İhsan Kozcuoğlu açılışı terketmekte buluyor ancak çareyi... yoksa bitecek gibi görünmüyor hanımların didişmeleri. Bir sürpriz bekliyor ailesini geçirmeye kapıya çıkan Defne’yi... ismini seslenen kocasına döndüğünde başlıyor gözleri yaşarmaya... sakın ağlama. Kerim geldi ya... dünyaları verdi o hiç bir şey söylemeyen buz gibi karttan sonra karısına. Süheyla ise hiç iyi hissetmiyor, açık havaya atıyor kendini, belki iyi gelir bir parça. Savcı Namık’da onunla. Süheyla, onun bu tartışmaya tanık olmasından rahatsız ve üzgün. Oysa Namık biliyor, her iki ailede zor zamanlar geçiriyor. İçinde bulundukları derinlemesine soruşturma sürecinde, onunla ilgili çoğu ayrıntıyı da bildiğini paylaşıyor. Geçmişin Cemal Ağa’nın ölümüyle ne alakası var, bunlar çok özel meseleler... şaşırıyor bunu duyduğunda Süheyla... Misafirlerle ilgilenmek zorunda kalan Demir yetişiyor bu arada imdadına... daha fazla konuşulmuyor geçmişten... özel meselelerden... şimdi en önemli iş kayıp tüfeği bulma. Demir yardım teklif ediyor savcıya... isterlerse çiftlikteki çalışanları görevlendirir ve aratır eğer kayıp tüfeğin dağdakı Cemal Ağa’nın çobanlarında olduğu sanılıyorsa. Her türlü yardıma açık yetkililer, elinden geleni yapsın o zaman yapabiliyorsa.

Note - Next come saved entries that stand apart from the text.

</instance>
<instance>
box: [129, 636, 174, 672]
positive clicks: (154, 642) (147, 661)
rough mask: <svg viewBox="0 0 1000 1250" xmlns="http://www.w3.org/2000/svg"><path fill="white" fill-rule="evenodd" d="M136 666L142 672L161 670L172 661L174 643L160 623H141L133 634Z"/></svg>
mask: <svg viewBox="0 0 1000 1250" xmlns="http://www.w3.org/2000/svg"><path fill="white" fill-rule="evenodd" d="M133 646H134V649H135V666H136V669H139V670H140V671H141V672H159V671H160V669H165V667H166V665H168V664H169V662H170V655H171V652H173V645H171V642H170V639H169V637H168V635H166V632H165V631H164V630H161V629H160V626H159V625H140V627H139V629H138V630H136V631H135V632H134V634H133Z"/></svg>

Uzun gün akşama varıyor sonunda...

Aslan ailesini görmeye geliyor çiftliğe ama girmiyor içeriye... behçede görüşürlerken İhsan geliyor yanlarına. Müjdeyi veriyor, gençleri aklıyor, Demir’in silahının temiz çıktığını bildiriyor. Bu patırtı niyeydi o zaman, Fatma Ana bilemiyor. Neriman Hanım oğluyla inatlaşıyor, Fatma evine alamadığı oğlu ile dışarıda konuşuyor, sineklerde onları yiyor... Aslan’a ise ailesinin yüzünü kara çıkarmamak yetiyor. “Bir yere ayrılma, bu gece sondajın başında olacağız” diyen İhsan’a aldırmıyor... Şehirde işi olduğundan değil... volta atıp duracak arabasıyla sokaklarda ama amaç zıtlaşmak babayla... O giderken Demir’in arabası yanaşıyor bahçe girişine... İhsan’ı görmeye geliyor Demir gece gece. Aslan’dan sohbet ediliyor ayak üstü kapı önünde... ne zaman olgunlaşacak bu çocuk, bilmiyor İhsan... biraz altan almayı, orta yolu bulmayı ne zaman öğrenecek? Neriman ile Aslan’ın durumu ayrı bir mesele... Süheyla’yla bu günki tartışma da tüy dikti herşeyin üzerine... Demir neden gelmişti İhsan’ı görmeye? Gece sondajda çalışacaklarını duymuş, yapabileceğim bir şey var mı diyor soruyor İhsan’a... gözleri kayıyor ara ara çiflik evinden yana. İhsanların, bu gece o suyu muhakkak bulmaları lazım, çünkü tarlaların durumları gittikçe vahimleşiyor... ama yine de Demir’e teşekkür ederek, kendilerinin halledebileceğini söylüyor. Demir’in görünürde Asi’yi arandığı biliyor... Başıyla çardak tarafını işaret ederek... “Sen içeri gir... Fatma bahçede sana bir çay ikram etsin” diyerek yanından ayrılıyor. İhsan’ın bu açık desteği, Demir’i şaşırtıyor... bu kadarını beklemediğini biliyor... Asi’yi bir an görebilmenin düşüncesiyle geldi çiftliğe... bizzat İhsan tarafından kızını görmesi için zemin hazırlandığına inanası gelmiyor. Gülüşü yüzüne yayılırken çardağa doğru yürüyor.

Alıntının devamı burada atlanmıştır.